“Don’t repeat yourself”, or “DRY” for short, is a somewhat controversial principle of software development. It aims to make code cleaner, which is to say less buggy and easier to work with. DRY purports to accomplish this by reducing repetition in your codebase and replacing that duplicate code with abstractions like functions, classes, and methods.
First, why should we care about cleaner code? 🔗
Clean code is like clean garbage - it doesn’t really exist. The only clean code is code that doesn’t exist at all.

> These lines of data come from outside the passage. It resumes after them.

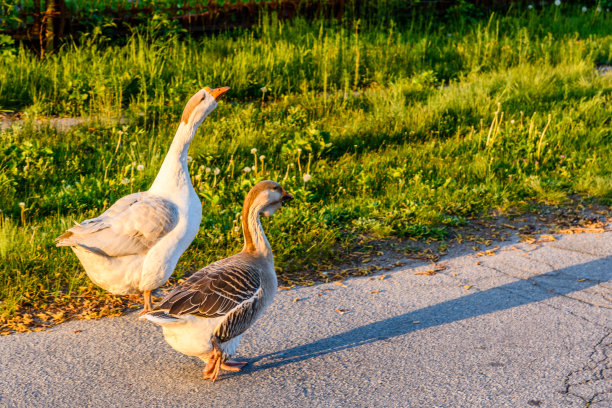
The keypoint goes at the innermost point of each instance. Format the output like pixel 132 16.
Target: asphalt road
pixel 534 328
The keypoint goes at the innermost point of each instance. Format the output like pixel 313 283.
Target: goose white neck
pixel 174 172
pixel 255 240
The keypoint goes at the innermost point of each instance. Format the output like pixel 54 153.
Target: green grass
pixel 404 131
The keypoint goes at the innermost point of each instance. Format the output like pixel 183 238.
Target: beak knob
pixel 217 93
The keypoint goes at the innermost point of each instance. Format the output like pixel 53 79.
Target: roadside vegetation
pixel 380 131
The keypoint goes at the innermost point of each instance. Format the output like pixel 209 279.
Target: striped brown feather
pixel 213 291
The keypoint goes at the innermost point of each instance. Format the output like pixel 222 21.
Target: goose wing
pixel 227 288
pixel 130 226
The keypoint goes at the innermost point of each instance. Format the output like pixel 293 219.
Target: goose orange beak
pixel 217 93
pixel 286 196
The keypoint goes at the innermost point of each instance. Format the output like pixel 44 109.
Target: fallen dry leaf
pixel 547 238
pixel 488 252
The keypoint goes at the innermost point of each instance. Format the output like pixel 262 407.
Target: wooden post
pixel 48 23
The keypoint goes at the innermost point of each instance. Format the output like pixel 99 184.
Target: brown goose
pixel 207 314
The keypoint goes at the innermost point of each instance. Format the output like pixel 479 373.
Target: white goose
pixel 134 246
pixel 207 314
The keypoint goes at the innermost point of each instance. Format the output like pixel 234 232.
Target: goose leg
pixel 146 295
pixel 233 365
pixel 211 371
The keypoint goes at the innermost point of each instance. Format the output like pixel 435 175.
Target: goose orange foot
pixel 215 364
pixel 146 296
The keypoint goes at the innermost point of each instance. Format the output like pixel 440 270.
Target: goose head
pixel 201 104
pixel 267 197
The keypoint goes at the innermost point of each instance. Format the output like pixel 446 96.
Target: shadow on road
pixel 537 288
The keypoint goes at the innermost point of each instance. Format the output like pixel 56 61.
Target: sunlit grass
pixel 378 132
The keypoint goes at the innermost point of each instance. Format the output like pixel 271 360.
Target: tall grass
pixel 400 132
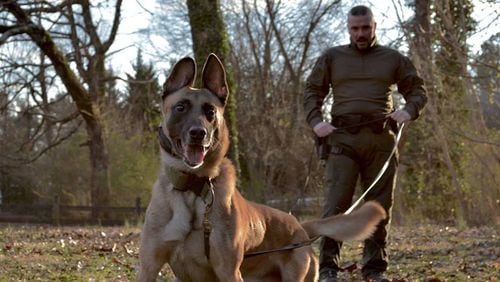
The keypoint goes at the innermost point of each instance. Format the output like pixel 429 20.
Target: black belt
pixel 354 122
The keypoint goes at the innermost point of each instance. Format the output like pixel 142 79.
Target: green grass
pixel 422 253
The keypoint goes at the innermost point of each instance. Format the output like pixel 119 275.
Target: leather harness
pixel 200 186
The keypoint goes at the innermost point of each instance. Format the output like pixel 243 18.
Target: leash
pixel 377 178
pixel 380 173
pixel 285 248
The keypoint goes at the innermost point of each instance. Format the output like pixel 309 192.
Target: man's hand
pixel 323 129
pixel 400 116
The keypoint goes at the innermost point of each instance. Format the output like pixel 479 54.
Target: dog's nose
pixel 197 133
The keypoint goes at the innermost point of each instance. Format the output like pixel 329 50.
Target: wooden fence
pixel 57 213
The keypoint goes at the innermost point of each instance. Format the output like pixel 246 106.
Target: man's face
pixel 362 30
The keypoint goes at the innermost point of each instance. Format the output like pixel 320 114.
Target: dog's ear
pixel 214 77
pixel 182 74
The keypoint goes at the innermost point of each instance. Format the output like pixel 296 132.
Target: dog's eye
pixel 180 107
pixel 209 111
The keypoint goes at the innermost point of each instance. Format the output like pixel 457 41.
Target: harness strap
pixel 285 248
pixel 207 226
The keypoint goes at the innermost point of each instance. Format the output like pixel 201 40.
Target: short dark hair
pixel 360 10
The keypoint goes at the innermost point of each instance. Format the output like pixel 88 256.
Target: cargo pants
pixel 361 156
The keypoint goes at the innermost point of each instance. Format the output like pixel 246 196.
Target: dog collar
pixel 184 181
pixel 164 141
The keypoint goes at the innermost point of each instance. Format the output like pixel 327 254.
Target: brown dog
pixel 198 222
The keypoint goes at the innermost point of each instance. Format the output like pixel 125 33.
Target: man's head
pixel 361 26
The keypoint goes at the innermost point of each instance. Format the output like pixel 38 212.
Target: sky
pixel 136 15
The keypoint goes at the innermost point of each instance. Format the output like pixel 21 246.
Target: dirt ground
pixel 420 253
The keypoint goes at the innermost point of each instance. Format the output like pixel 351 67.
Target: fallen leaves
pixel 419 253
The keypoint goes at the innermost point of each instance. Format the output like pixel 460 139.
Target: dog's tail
pixel 358 225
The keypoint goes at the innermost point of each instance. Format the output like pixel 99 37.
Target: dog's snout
pixel 197 133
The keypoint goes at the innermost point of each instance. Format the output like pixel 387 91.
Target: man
pixel 361 135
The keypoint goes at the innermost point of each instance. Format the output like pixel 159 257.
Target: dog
pixel 198 222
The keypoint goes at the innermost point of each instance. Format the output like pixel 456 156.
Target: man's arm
pixel 317 87
pixel 411 86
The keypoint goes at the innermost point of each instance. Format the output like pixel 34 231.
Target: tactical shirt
pixel 362 82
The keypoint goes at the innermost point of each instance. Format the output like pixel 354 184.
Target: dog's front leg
pixel 226 261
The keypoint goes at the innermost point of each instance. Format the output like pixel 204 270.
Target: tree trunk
pixel 422 49
pixel 87 104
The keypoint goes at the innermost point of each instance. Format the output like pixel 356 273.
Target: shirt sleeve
pixel 317 87
pixel 411 86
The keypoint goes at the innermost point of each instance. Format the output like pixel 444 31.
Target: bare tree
pixel 74 22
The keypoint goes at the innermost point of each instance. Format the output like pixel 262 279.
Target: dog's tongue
pixel 194 154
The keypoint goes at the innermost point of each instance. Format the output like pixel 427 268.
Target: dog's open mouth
pixel 194 154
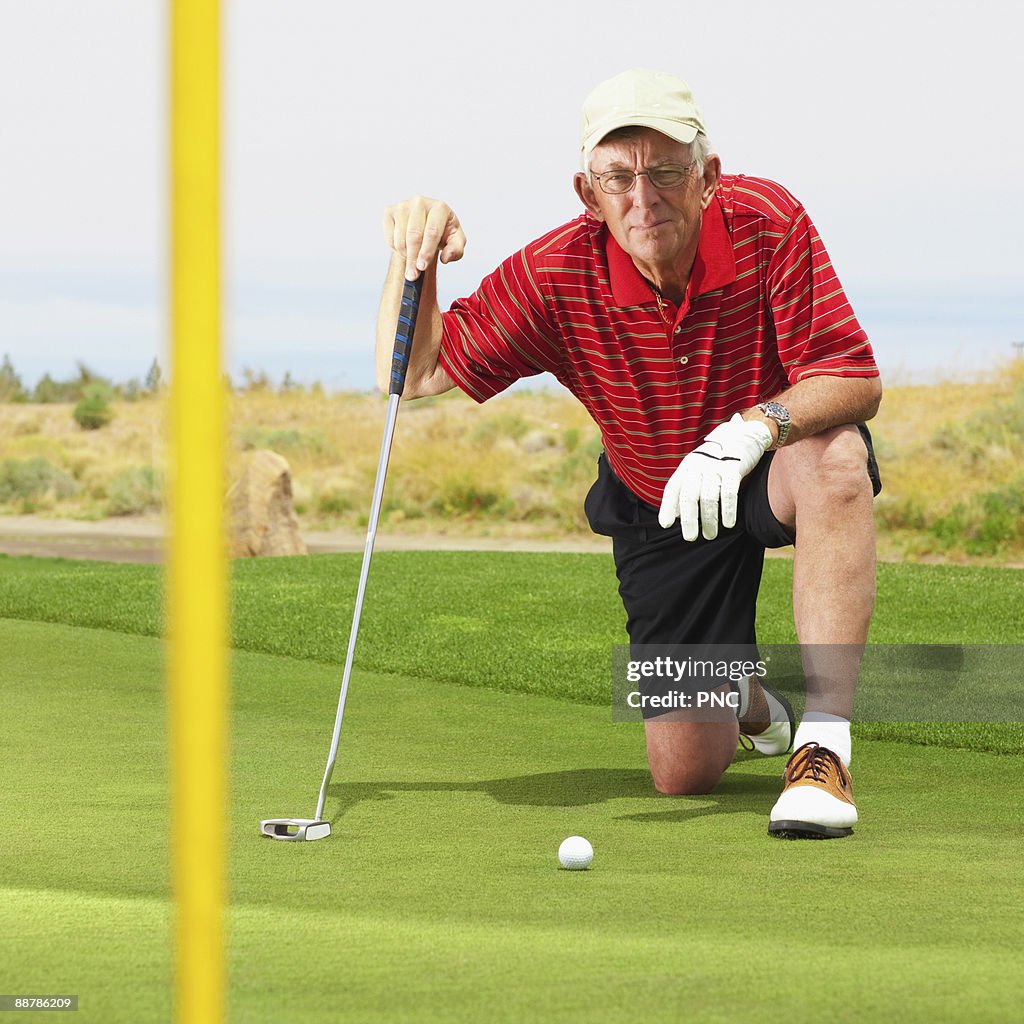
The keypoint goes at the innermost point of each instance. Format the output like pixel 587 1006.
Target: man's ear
pixel 586 193
pixel 713 171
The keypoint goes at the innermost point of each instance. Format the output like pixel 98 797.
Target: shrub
pixel 134 491
pixel 287 441
pixel 93 411
pixel 28 480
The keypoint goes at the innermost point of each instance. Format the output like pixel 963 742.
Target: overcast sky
pixel 897 125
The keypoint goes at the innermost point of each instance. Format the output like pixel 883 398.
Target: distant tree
pixel 84 379
pixel 48 390
pixel 11 388
pixel 255 380
pixel 154 379
pixel 93 411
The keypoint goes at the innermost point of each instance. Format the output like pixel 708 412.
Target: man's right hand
pixel 419 228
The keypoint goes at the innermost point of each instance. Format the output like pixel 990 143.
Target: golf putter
pixel 300 829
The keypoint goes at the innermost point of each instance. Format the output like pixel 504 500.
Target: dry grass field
pixel 950 455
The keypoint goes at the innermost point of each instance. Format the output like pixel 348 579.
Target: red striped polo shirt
pixel 763 310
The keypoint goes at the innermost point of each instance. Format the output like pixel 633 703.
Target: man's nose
pixel 644 194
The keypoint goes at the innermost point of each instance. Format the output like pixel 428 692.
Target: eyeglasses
pixel 617 181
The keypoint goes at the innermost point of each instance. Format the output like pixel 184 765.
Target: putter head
pixel 295 829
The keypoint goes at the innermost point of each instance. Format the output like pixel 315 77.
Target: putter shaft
pixel 375 511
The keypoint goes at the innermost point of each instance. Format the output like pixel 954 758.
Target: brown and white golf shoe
pixel 817 800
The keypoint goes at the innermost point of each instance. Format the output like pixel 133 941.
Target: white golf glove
pixel 710 476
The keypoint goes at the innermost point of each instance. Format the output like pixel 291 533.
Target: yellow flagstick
pixel 197 576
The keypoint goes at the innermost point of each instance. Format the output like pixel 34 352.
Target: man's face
pixel 656 227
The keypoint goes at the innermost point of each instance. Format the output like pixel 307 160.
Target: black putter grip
pixel 403 334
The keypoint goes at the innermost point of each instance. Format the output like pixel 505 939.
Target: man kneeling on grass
pixel 697 317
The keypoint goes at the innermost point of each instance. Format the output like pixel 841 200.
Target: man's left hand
pixel 709 477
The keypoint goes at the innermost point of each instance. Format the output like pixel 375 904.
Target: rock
pixel 260 511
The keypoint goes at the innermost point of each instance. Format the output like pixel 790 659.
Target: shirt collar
pixel 714 265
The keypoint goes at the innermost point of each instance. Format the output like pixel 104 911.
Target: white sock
pixel 825 730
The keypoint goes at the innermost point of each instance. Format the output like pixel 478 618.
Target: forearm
pixel 817 403
pixel 425 376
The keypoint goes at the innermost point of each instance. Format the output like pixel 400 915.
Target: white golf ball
pixel 576 854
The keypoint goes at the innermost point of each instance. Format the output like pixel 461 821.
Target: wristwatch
pixel 777 412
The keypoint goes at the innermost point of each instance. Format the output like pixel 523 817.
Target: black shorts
pixel 691 592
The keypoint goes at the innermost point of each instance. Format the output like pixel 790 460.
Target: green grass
pixel 438 897
pixel 530 624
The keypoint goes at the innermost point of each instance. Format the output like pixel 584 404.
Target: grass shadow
pixel 577 787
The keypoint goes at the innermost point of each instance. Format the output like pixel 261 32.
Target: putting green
pixel 438 896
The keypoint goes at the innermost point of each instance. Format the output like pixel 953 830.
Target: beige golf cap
pixel 650 98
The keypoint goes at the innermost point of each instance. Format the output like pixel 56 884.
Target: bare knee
pixel 842 465
pixel 689 780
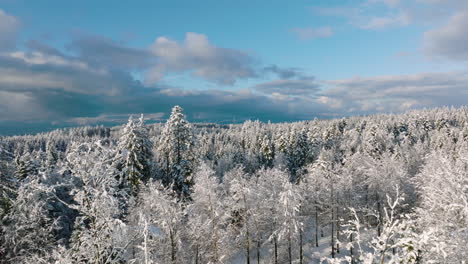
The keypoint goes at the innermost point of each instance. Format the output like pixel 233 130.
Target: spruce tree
pixel 176 152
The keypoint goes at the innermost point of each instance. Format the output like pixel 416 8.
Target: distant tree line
pixel 373 189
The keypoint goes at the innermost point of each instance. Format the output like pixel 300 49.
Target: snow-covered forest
pixel 374 189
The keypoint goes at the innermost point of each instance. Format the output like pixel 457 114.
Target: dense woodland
pixel 373 189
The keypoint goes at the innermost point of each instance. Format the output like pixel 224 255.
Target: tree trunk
pixel 301 252
pixel 337 228
pixel 196 254
pixel 173 247
pixel 351 249
pixel 289 247
pixel 276 250
pixel 332 224
pixel 247 246
pixel 316 224
pixel 258 251
pixel 380 216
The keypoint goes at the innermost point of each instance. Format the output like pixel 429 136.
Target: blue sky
pixel 67 63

I’m happy to admit that a perfectly clean (empty) codebase is useless. Without code, an application can’t provide value to users. With that in mind, our pursuit of “clean code” will necessarily consist of tradeoffs. We’ll trade usefulness for cleanliness, complexity for speed, ownership for ease of development, and abstractions for reusability.
DRY code is often held aloft as an ideal in the quest for clean code. Let’s explore why I think DRY can be a good heuristic for better code but is far from an “absolute good”. Let’s take a look at some examples in JavaScript.
export async function updateUserHandle(handle) {
  if (!isLoggedIn()) {
    // redirect to login screen
    return;
  }
  let token = localStorage.getItem(jwtKey);
  let decodedToken = decodeJWT(token);
  const hoursDelta = 24;
  if (decodedToken.exp < (Date.now() + hoursDelta * 60 * 60) / 1000) {
    refreshToken();
  }
  return await fetch(`${domain}/v1/users/handle`, {
    method: "PUT",
    mode: "cors",
    headers: {
      "Content-Type": "application/json",
      Authorization: `Bearer ${token}`,
    },
    body: JSON.stringify({
      handle,
    }),
  });
}
export async function updateUserInterests(interestUUIDs) {
  if (!isLoggedIn()) {
    // redirect to login screen
    return;
  }
  let token = localStorage.getItem(jwtKey);
  let decodedToken = decodeJWT(token);
  const hoursDelta = 24;
  if (decodedToken.exp < (Date.now() + hoursDelta * 60 * 60) / 1000) {
    refreshToken();
  }
  return await fetch(`${domain}/v1/users/interests`, {
    method: "PUT",
    mode: "cors",
    headers: {
      "Content-Type": "application/json",
      Authorization: `Bearer ${token}`,
    },
    body: JSON.stringify({
      interestUUIDs,
    }),
  });
}
You may have noticed that the beginnings of those two API calls are nearly identical - the first few lines check to see if a user is properly authenticated and sends authentication data in the respective requests. This might not be a big problem with just 2 API calls, but what if we have 30? Or maybe 1000? Instead, we can DRY up this code by writing a simple fetchWithAuth() function that centralizes all the client’s authentication logic in a single place:
async function fetchWithAuth(url, params) {
  if (!isLoggedIn()) {
    // redirect to login screen
    return;
  }
  let token = localStorage.getItem(jwtKey);
  let decodedToken = decodeJWT(token);
  const hoursDelta = 24;
  if (decodedToken.exp < (Date.now() + hoursDelta * 60 * 60) / 1000) {
    refreshToken();
  }
  if (!params.headers) {
    params.headers = {};
  }
  params.headers.Authorization = `Bearer ${token}`;
  return await fetch(url, params);
}
export async function updateUserHandle(handle) {
  return await fetchWithAuth(`${domain}/v1/users/handle`, {
    method: "PUT",
    mode: "cors",
    headers: {
      "Content-Type": "application/json",
    },
    body: JSON.stringify({
      handle,
    }),
  });
}
export async function updateUserInterests(interestUUIDs) {
  return await fetchWithAuth(`${domain}/v1/users/interests`, {
    method: "PUT",
    mode: "cors",
    headers: {
      "Content-Type": "application/json",
    },
    body: JSON.stringify({
      interestUUIDs,
    }),
  });
}
Why wouldn’t you DRY out your code? 🔗
It seems like a good idea to reduce code duplication right? Well, yes, in general, it is. That said, let’s look at some of the drawbacks that come along with too much centralization.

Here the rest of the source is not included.